Offsetting these large tax cuts, the March 13 CBO rating of the AHCA projects that it will cut direct spending by $1,219 billion ($9,752 per household) over ten years. Unlike the tax cuts, which favor the wealthy, the spending cuts impact disproportionately the poor, the sick, and the old. The Urban Institute estimates that almost 77 percent of the federal funding losses come from families learning less than $30,000. So the bottom 36 percent of households is sacrificing $1000 of health support so that the top 6 percent of households can save an average of roughly $6,000 each.

Unlike the tax cuts for the wealthy, which will mostly increase savings and wealth, spending cuts on the poor directly affects their consumption spending, debt, and spending. The AHCA spending cuts will directly affect children since nearly half of them are close to poverty. We are not talking about making future children pay, but today’s children.

The following figure, based on data in the CBO report on the AHCA, show how different the tax cuts are from the benefit decreases. the forecast was made by the Urban Institute for 2022, hence reflects the fully phased in impact of the changes.

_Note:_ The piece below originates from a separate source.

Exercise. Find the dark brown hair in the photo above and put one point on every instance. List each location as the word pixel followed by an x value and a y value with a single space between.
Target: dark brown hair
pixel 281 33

The AHCA is being sold to the public as promoting growth (implausible when it comes out of current consumption), lowering premiums (the opposite of the CBO projections), and avoiding the “catastrophe of the ACA” (not the consensus view).  Cutting the ACA subsidies and protections will force many not to buy health insurance, or to pay much more for their health care if they do. How can this stimulate the economy?

Taxes will never be attractive, but why should we LET THE CHILDREN AND GRANDCHILDREN PAY?